Confrontés à la disparition de leur fille, les parents - un employé de bureau en pleine crise de la quarantaine et son épouse, une femme au foyer pincée - voient vaciller les certitudes sur lesquelles ils ont construit leur vie. Au fil de leur découverte de la culture hippie, ils en viennent à s'adonner aux plaisirs transgressifs de la drogue et de la libération du corps.

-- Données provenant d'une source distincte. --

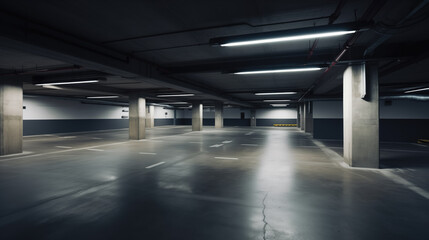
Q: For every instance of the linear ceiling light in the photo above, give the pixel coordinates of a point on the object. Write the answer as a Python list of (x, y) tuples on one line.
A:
[(286, 38), (279, 105), (417, 90), (279, 100), (176, 95), (66, 83), (280, 70), (275, 93), (98, 97)]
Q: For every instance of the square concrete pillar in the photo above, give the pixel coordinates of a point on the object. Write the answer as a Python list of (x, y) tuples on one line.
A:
[(218, 115), (150, 116), (303, 116), (298, 116), (361, 116), (11, 98), (309, 117), (253, 118), (197, 116), (137, 118)]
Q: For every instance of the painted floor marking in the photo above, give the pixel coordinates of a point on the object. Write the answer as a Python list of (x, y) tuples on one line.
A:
[(154, 165), (217, 145), (62, 151), (147, 153), (226, 158), (95, 150), (249, 145), (387, 173)]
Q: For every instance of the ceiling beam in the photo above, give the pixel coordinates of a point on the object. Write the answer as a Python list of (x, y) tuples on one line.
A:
[(24, 35)]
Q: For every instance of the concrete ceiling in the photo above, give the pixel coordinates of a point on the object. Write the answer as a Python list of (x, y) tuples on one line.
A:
[(155, 47)]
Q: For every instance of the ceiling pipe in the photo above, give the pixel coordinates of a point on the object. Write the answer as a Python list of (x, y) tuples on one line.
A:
[(369, 14), (386, 37)]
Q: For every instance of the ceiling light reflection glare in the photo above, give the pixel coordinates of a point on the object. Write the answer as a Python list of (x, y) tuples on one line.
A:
[(277, 100), (289, 38), (66, 83), (98, 97), (279, 105), (417, 90), (176, 95)]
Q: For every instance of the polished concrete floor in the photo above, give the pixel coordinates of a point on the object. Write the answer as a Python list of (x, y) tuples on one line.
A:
[(234, 183)]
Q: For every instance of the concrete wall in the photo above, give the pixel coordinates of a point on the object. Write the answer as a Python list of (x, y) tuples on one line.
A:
[(44, 115), (402, 121), (163, 116)]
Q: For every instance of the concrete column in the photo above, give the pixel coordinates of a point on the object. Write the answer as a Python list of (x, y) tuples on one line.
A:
[(219, 115), (197, 116), (137, 118), (253, 118), (150, 116), (309, 117), (10, 116), (361, 116)]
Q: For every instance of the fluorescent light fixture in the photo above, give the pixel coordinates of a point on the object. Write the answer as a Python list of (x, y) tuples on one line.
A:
[(98, 97), (277, 100), (287, 38), (176, 95), (53, 87), (66, 83), (279, 105), (417, 90), (275, 93), (281, 70)]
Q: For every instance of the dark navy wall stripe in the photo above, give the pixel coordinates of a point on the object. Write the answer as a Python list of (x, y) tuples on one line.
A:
[(35, 127), (391, 130)]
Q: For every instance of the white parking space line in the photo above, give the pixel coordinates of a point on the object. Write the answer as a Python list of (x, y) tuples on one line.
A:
[(226, 158), (147, 153), (419, 144), (95, 150), (58, 152), (217, 145), (156, 164)]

Après une interruption de plusieurs mois - au cours desquels Forman et Carrière ont assisté, en 1968, à l'annulation du Festival de Cannes où ils devaient présenter Au feu les pompiers !, puis à la répression du "printemps de Prague" par les chars soviétiques -, l'écriture a repris à New York. Les deux hommes se sont beaucoup documentés et, à partir de cette base qui donne au film sa facture très réaliste, s'en sont donné à coeur joie pour propulser certaines scènes vers des sommets d'humour barjot.
Prix spécial du jury à Cannes en 1971, Taking Off fut un succès en Europe, mais passa inaperçu aux Etats-Unis. Pour Forman, la reconnaissance par son pays d'adoption viendra avec son film suivant, Vol au-dessus d'un nid de coucou.
Isabelle Regnier
Article paru dans l'édition du 11.07.10
© Le Monde.fr
Raphaël C.
11.07.10 | 18h06
Excellent film, qui mérite vraiment le détour. « Ils en viennent à s'adonner aux plaisirs transgressifs de la drogue » : Mme Régnier, "la" drogue, ça n'existe pas. Il n'y a que des substances psychoactives, licites ou non. Dans cette scène d'anthologie, très réaliste, à voir absolument, et à apprécier sans modération, il s'agit de cannabis.